Mahi Methodology
Mirroring and tweaking scientific method, the Mahi methodology is to first:
Capture information relating to a measured behaviour
without capturing the information in the first place, you do not know how much of an impact it will be having on your business
Visualise information relating to the measured behaviour, and at different levels of granularity:
on a per tick basis e.g. Echo Top Of Book or Short Simulations
on a per trade basis e.g. Echo Yield Profiles
on a rolling minute basis e.g. Trading Dashboard Analytics
in aggregate over the trading week e.g. Pricing Predictivity
over months/years of analysis e.g. Long Simulations and Account Summary
Manual or automated analysis of the information
do patterns emerge?
can machine learning make sense of the problem?

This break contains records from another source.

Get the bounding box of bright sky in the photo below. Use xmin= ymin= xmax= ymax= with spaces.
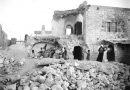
xmin=0 ymin=0 xmax=130 ymax=40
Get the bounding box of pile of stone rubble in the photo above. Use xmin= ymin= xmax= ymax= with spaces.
xmin=17 ymin=60 xmax=130 ymax=90
xmin=0 ymin=55 xmax=25 ymax=75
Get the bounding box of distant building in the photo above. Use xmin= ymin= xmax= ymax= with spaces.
xmin=0 ymin=25 xmax=8 ymax=49
xmin=52 ymin=2 xmax=130 ymax=64
xmin=34 ymin=25 xmax=52 ymax=37
xmin=10 ymin=38 xmax=17 ymax=45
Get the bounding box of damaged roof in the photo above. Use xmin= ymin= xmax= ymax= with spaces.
xmin=53 ymin=1 xmax=89 ymax=18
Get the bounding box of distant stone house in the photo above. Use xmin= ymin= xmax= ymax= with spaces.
xmin=0 ymin=25 xmax=8 ymax=49
xmin=52 ymin=2 xmax=130 ymax=64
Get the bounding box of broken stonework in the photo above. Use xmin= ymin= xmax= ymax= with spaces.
xmin=0 ymin=60 xmax=127 ymax=90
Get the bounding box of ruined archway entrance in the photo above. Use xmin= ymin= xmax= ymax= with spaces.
xmin=74 ymin=22 xmax=82 ymax=35
xmin=73 ymin=46 xmax=83 ymax=60
xmin=107 ymin=44 xmax=115 ymax=61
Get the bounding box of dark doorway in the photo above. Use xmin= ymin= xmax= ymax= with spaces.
xmin=73 ymin=46 xmax=83 ymax=60
xmin=74 ymin=22 xmax=82 ymax=35
xmin=117 ymin=43 xmax=130 ymax=65
xmin=107 ymin=44 xmax=115 ymax=61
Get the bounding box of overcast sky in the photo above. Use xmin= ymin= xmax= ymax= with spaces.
xmin=0 ymin=0 xmax=130 ymax=39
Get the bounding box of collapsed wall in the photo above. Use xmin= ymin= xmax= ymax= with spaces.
xmin=1 ymin=59 xmax=130 ymax=90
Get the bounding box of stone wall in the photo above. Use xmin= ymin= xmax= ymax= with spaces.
xmin=85 ymin=5 xmax=130 ymax=59
xmin=86 ymin=5 xmax=130 ymax=50
xmin=0 ymin=25 xmax=7 ymax=49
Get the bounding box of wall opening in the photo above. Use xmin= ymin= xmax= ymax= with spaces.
xmin=73 ymin=46 xmax=83 ymax=60
xmin=107 ymin=44 xmax=115 ymax=61
xmin=65 ymin=25 xmax=73 ymax=35
xmin=74 ymin=22 xmax=82 ymax=35
xmin=117 ymin=43 xmax=130 ymax=65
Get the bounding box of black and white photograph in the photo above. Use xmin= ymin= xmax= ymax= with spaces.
xmin=0 ymin=0 xmax=130 ymax=90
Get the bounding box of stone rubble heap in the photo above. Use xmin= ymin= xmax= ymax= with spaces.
xmin=0 ymin=55 xmax=25 ymax=75
xmin=18 ymin=60 xmax=130 ymax=90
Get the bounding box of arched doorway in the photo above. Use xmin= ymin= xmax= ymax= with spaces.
xmin=74 ymin=22 xmax=82 ymax=35
xmin=65 ymin=25 xmax=73 ymax=35
xmin=73 ymin=46 xmax=83 ymax=60
xmin=107 ymin=44 xmax=115 ymax=61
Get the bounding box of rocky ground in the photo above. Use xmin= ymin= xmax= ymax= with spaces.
xmin=0 ymin=43 xmax=130 ymax=90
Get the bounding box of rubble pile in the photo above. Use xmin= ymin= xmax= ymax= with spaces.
xmin=0 ymin=56 xmax=25 ymax=75
xmin=18 ymin=60 xmax=130 ymax=90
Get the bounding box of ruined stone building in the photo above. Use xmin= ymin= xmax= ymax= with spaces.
xmin=0 ymin=25 xmax=8 ymax=49
xmin=52 ymin=2 xmax=130 ymax=64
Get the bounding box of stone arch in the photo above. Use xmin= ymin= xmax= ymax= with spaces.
xmin=65 ymin=24 xmax=73 ymax=35
xmin=74 ymin=21 xmax=82 ymax=35
xmin=73 ymin=46 xmax=83 ymax=60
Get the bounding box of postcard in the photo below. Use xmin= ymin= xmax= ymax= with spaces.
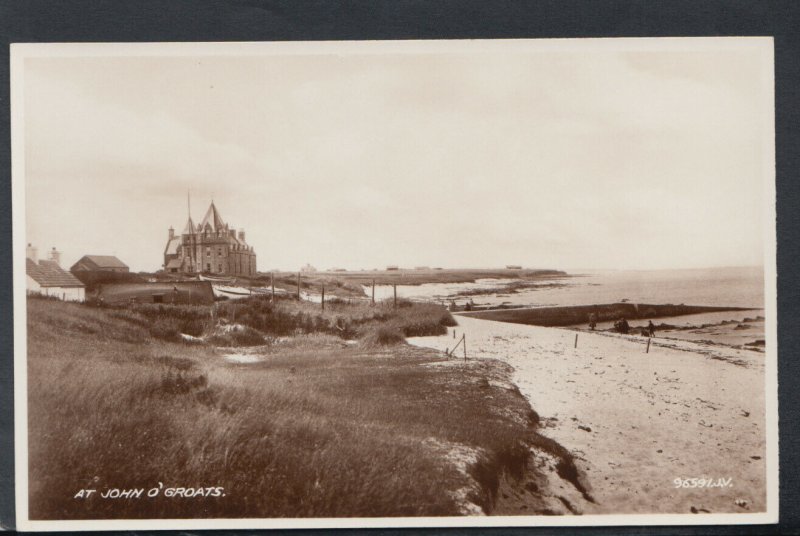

how can this be optimised?
are there any proxies for a particular outcome? predictivity => pnl. flow classification => pnl
Hypothesis formation
A/B or multivariate testing
beta models
it's requires way less capital to simulate a problem (if this is feasible) relative to conducting the same learnings in production
Proactively monitor responses relating to the measured behaviour and alert users if there is potential harm.
offering automated views to assist the decision making and make action more swift
one click actions
Automate management of responses to the measured behaviour.
agents reporting on their overall performance
self-optimising
rehabilitating incorrect decisions
support for manual overrides (but largely unnecessary)
The above is a process whereby each stage in the process can trigger downstream refinements of our methodology and applied automation techniques to the category of analysis.
Software & Analysis
We make changing our system easy. This reduces the time to action a code change response to observed behaviours. To make this safe we use:
automated testing
simulation backtesting (all production code is reused between live and backtest)
can update the system without client impact multiple times a day, safely.